Problem with creating zip file from stream content

Aug 1, 2011 at 1:57 PM
Edited Aug 1, 2011 at 2:16 PM

Hello.

Consider this code

using (MemoryStream stream = new MemoryStream())
{
    using (BinaryWriter writer = new BinaryWriter(stream))
    {
        using (ZipFile zip = new ZipFile())
        {
            writer.Write("test-content");

            zip.AddEntry("test-bin", stream);

            zip.Save("test.zip");
        }
    }
}

The Result is zip file with 'test-bin' entry. This entry has null length!

Consider the next code

using (MemoryStream stream = new MemoryStream())
{
    using (BinaryWriter writer = new BinaryWriter(stream))
    {
        using (ZipFile zip = new ZipFile())
        {
            writer.Write("test-content");

            stream.Position = 1; //<<<<< changes

            zip.AddEntry("test-bin", stream);

            zip.Save("test.zip");
        }
    }
}

I returned stream's position to 1 and 'test-bin' entry became correct and has valid length.

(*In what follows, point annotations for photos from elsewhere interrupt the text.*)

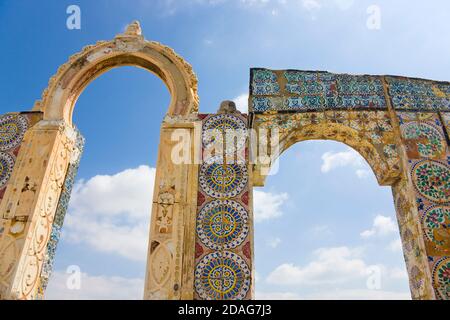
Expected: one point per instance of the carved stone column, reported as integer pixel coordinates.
(170, 264)
(29, 205)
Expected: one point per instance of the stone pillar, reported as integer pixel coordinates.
(170, 264)
(29, 204)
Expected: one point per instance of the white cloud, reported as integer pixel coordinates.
(381, 226)
(242, 102)
(395, 245)
(330, 266)
(276, 296)
(311, 4)
(111, 213)
(350, 158)
(363, 173)
(321, 231)
(349, 294)
(267, 205)
(398, 273)
(274, 242)
(95, 288)
(360, 294)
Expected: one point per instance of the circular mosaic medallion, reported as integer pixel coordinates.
(430, 139)
(432, 180)
(222, 276)
(441, 278)
(6, 167)
(222, 224)
(223, 180)
(436, 224)
(12, 129)
(231, 129)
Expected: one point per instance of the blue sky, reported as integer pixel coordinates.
(325, 221)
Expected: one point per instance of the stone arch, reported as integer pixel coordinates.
(376, 150)
(50, 154)
(126, 49)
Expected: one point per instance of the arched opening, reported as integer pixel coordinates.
(105, 233)
(325, 229)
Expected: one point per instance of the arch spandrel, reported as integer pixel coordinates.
(369, 133)
(126, 49)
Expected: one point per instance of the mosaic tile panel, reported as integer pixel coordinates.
(60, 214)
(294, 90)
(223, 227)
(12, 130)
(429, 166)
(419, 95)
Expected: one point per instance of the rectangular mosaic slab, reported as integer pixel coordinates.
(293, 90)
(296, 90)
(418, 94)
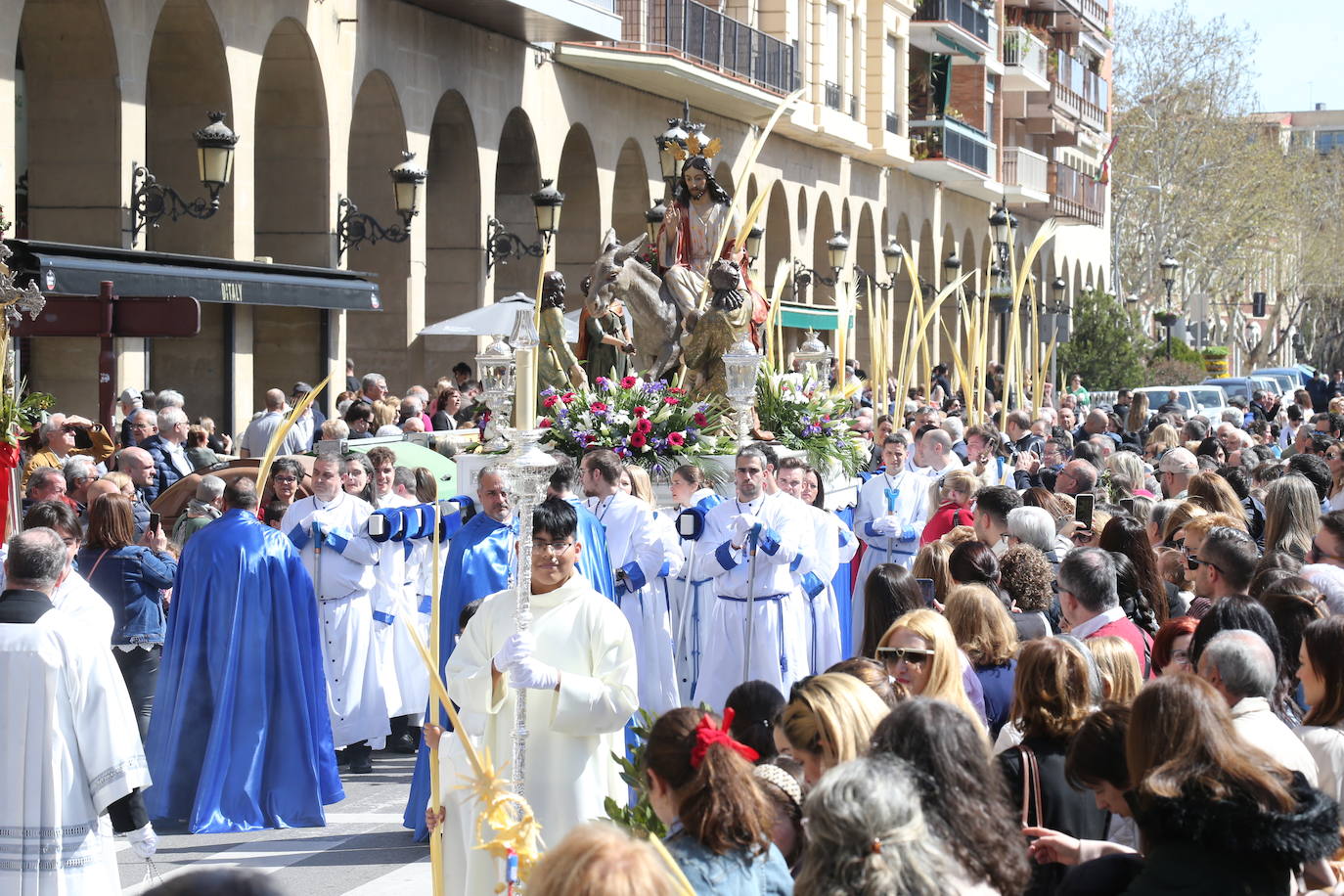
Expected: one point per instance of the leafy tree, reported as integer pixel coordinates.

In my opinion method AddEntry has to define length of stream and read stream with first symbol. Are you agree?

Coordinator
Aug 1, 2011 at 8:41 PM

No, I am not agree.

In some cases people use streams as inputs for ZipEntry, that have "something" in the beginning.  For example imagine a NetworkStream that the application begins reading from.  At some point the application decides that it wants to insert further input from the stream into the ZipFile, as a ZipEntry.  The current behavior of ZipFile.AddEntry() allows that.  The same thing applies to a stream obtained from a database server. You can imagine other cases.  In support of that scenario, I do not believe it is appropriate for AddEntry() to reset the position of a stream.

Secondly, there are some streams that do not support Seek(), and obviously AddEntry() cannot set the position of these streams. Using your proposed change, AddEntry() would Seek() when the stream supported it, and not Seek() when the stream did not support it. (similarly, some streams support a Length property, and some do not.) This proposed behavior of AddEntry() would be an arbitrary behavior, not based on any real design principle. (Just a comment on my approach to building software: When I build these methods, I write the documentation at the same time. If I cannot clearly explain what the method does, and why, then I am inclined to reconsider the behavior of the method. If I can explain it succintly, then the method is probably well-conceived.)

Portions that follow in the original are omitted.